Here are the trace plots of the grand intercepts (and a few other covariates) after running 1,000 warmups and 1,000 iterations for three chains. No convergence, and seemingly pretty high autocorrelation. Any suggestions about how to get the model to converge? Some thoughts:

• Am I even specifying the model correctly?
• I could make the intercept priors more informative. I’m reluctant to do this, because I really don’t have strong prior beliefs. But maybe there is a way to do this in a way that won’t bias the model?
• I could run for more warmup or more iterations.
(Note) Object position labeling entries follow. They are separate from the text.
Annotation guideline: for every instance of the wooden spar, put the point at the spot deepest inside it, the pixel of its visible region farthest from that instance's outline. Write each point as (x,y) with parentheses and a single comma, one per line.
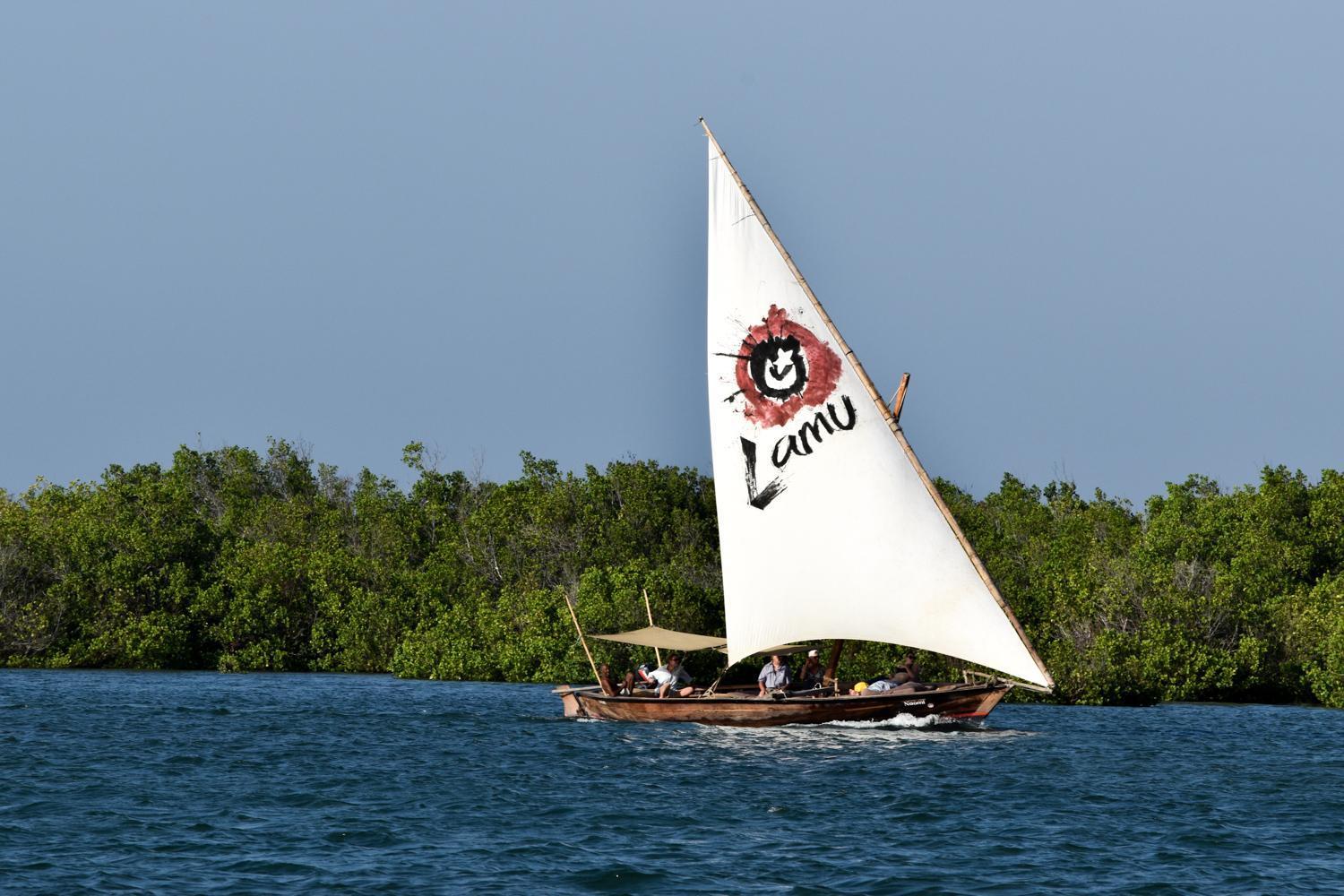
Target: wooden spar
(648,607)
(835,659)
(882,406)
(582,640)
(900,398)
But nothing about the traceplot makes me think even a very long run time will get me there.
• I could thin the chain, but again, that doesn’t look promising, and also I gather that for HMC this is generally not that helpful.
• I could allow for multilevel age slopes (right now just the intercept is multilevel). This would add many more parameters of course, but I gather that sometimes a more complex model actually converges faster because it fits the data better.
• I could go back to the drawing board and consider whether this is really an appropriate model for the data.

Thanks

Start with the simplest thing you can think of. If you’re having to answer all those questions simultaneously, then we’re a bridge too far into this model.

What does the mixture here represent?